Entrevista:O Estado inteligente

sábado, novembro 25, 2006

O envenenamento como arma contra os inimigos do governo

CAIU MAIS UM

Os adversários do russo Putin acabam
morrendo por tiro ou veneno. Para ele
é só coincidência

Reuters

Alistair Fuller/AP
Litvinenko no hospital, à esquerda, e antes de ser envenenado, à direita: o veneno fez cair o cabelo

A prática de eliminar desafetos do regime comunista dentro e fora do país era uma das marcas registradas da KGB, o serviço secreto da União Soviética. Entre os métodos preferidos dos espiões russos estava o envenenamento, porque garantia um assassinato discreto, sem deixar rastros. Quinze anos depois do fim do império soviético, na Rússia do presidente Vladimir Putin os inimigos do regime continuam vivendo perigosamente e morrendo cercados de mistérios. Na semana passada, Alexander Litvinenko, um ex-espião da FSB (novo nome da KGB desde 1991), morreu em um hospital de Londres, na Inglaterra, por envenenamento. A agonia do russo durou três semanas. Pouco antes de ele morrer, na quinta-feira, os médicos encontraram em seu corpo uma concentração anormal do material radioativo polônio 210. O elemento químico existe em pequena quantidade nos cigarros e em alguns alimentos. É altamente cancerígeno. Se ingerido em doses elevadas, pode levar à morte em questão de dias, como ocorreu com o russo. As suspeitas do envenenamento imediatamente se voltaram para a FSB e o Kremlin. Litvinenko, exilado na Inglaterra havia seis anos, era um inimigo declarado de Putin (também um ex-agente da KGB). O espião caiu em desgraça na FSB quando, em 1998, acusou seus chefes de ter ordenado que ele matasse o bilionário russo Boris Berezovsky, outro desafeto do presidente. Litvinenko teria se negado a cumprir a missão.

Fyodor Savintsev/AP
Politkovskaia, morta no mês passado: caça aos opositores


A tese de que Litvinenko foi morto por espiões russos ganhou credibilidade porque seu assassinato repete com perfeição os métodos usados pela KGB no passado. Um dos casos mais espetaculares foi o do jornalista búlgaro Georgi Markov, morto em 1978 por envenenamento com ricina, em Londres, injetada em seu corpo com a ponta de um guarda-chuva. Nos últimos anos, o envenenamento de pessoas que criticam abertamente Putin tornou-se uma constante. O presidente da Ucrânia, Viktor Yushchenko, teve o rosto desfigurado pela dioxina que, suspeita-se, foi colocada em sua comida durante um jantar com o embaixador russo. Corria a campanha eleitoral de 2004, e Yushchenko prometia peitar a Rússia. No mesmo ano, a jornalista Anna Politkovskaia, outra desafeta de Putin, quase morreu envenenada – segundo ela, a mando da FSB. No mês passado, Anna foi morta a tiros em Moscou, pouco antes de publicar uma reportagem em que denunciava crimes de guerra na Chechênia.

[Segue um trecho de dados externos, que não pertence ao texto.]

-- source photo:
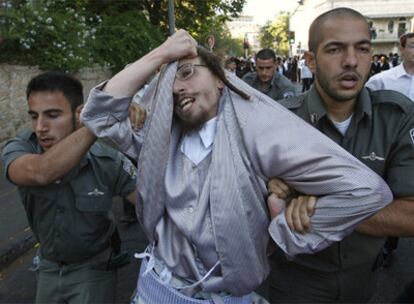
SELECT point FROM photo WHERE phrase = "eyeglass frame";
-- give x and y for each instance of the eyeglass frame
(189, 64)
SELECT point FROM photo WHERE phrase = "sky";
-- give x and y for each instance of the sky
(264, 10)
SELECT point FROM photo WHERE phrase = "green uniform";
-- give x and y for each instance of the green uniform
(381, 135)
(279, 87)
(73, 222)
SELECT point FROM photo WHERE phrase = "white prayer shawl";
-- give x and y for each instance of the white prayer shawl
(255, 139)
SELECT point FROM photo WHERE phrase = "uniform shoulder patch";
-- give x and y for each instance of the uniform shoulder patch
(102, 150)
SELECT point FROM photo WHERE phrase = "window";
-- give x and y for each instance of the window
(391, 26)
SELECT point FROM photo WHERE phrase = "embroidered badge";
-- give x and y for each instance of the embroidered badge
(373, 156)
(412, 135)
(95, 192)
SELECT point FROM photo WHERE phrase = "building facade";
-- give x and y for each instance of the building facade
(245, 28)
(388, 19)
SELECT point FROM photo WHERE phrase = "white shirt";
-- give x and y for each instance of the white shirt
(343, 125)
(196, 145)
(396, 79)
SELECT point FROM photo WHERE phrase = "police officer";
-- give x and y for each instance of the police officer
(376, 127)
(66, 183)
(266, 78)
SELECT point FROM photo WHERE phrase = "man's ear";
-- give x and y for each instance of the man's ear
(310, 61)
(78, 110)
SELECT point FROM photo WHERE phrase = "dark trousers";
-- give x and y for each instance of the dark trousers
(290, 282)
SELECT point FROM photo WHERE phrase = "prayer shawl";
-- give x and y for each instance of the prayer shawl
(255, 139)
(232, 184)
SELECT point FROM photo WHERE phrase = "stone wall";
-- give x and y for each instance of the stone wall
(13, 104)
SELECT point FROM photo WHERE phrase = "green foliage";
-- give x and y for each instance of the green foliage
(274, 34)
(63, 35)
(124, 38)
(72, 34)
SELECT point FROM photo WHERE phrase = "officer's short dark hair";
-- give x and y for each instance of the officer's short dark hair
(265, 54)
(57, 82)
(315, 30)
(403, 38)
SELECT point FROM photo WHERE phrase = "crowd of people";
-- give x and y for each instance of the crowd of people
(239, 182)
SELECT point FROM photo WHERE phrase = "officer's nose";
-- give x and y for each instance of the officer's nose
(351, 59)
(41, 124)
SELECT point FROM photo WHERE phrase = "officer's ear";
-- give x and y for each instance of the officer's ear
(78, 110)
(310, 60)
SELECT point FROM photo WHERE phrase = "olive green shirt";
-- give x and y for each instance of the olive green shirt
(72, 217)
(381, 135)
(279, 87)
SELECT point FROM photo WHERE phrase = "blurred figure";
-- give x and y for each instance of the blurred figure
(231, 65)
(266, 79)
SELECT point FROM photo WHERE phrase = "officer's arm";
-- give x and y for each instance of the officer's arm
(45, 168)
(132, 198)
(394, 220)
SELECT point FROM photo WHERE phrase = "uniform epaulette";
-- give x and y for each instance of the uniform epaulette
(292, 102)
(393, 98)
(102, 150)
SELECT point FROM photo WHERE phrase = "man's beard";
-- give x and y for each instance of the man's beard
(193, 125)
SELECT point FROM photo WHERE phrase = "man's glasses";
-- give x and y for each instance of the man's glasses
(185, 71)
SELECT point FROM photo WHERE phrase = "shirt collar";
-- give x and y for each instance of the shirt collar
(400, 71)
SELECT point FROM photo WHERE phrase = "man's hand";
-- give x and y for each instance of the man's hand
(179, 45)
(137, 116)
(299, 212)
(281, 189)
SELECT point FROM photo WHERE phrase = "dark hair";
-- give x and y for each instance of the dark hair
(265, 54)
(315, 30)
(214, 64)
(403, 38)
(57, 82)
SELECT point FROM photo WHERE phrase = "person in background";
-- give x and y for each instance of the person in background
(266, 79)
(205, 153)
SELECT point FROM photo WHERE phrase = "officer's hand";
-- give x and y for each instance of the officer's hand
(299, 212)
(137, 116)
(275, 204)
(279, 188)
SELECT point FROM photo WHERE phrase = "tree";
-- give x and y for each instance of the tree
(193, 15)
(274, 34)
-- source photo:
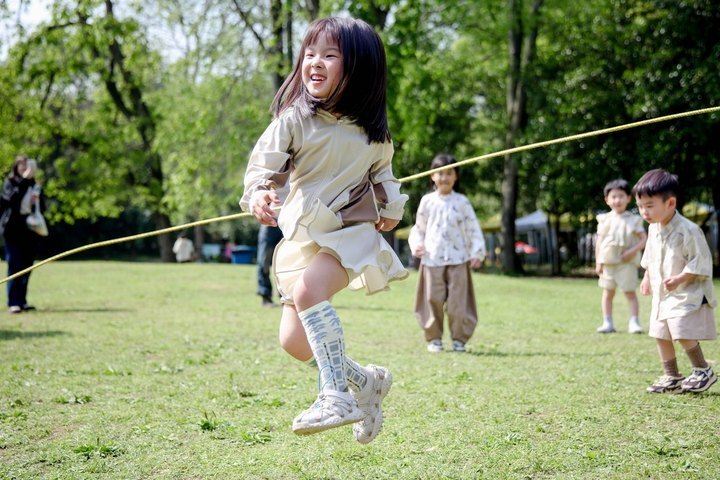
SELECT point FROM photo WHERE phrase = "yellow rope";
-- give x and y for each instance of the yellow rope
(426, 173)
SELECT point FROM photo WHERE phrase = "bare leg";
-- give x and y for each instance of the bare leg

O governo de Putin nega o envolvimento com qualquer um desses casos. Atribui tudo à coincidência e aos exageros da imprensa. Litvinenko morreu justamente quando estava empenhado em investigar a morte de Anna Politkovskaia. No dia em que foi envenenado, ele se encontrou com Mario Scaramella, consultor de segurança italiano, que dizia ter pistas sobre o assassinato. Antes, tomou chá com dois russos em um hotel londrino. Na semana passada, a polícia encontrou indícios do veneno que matou Litvinenko tanto no restaurante japonês onde o ex-espião se encontrou com Scaramella quanto no bar do hotel. Como nos tempos da Guerra Fria, o culpado nunca será apontado.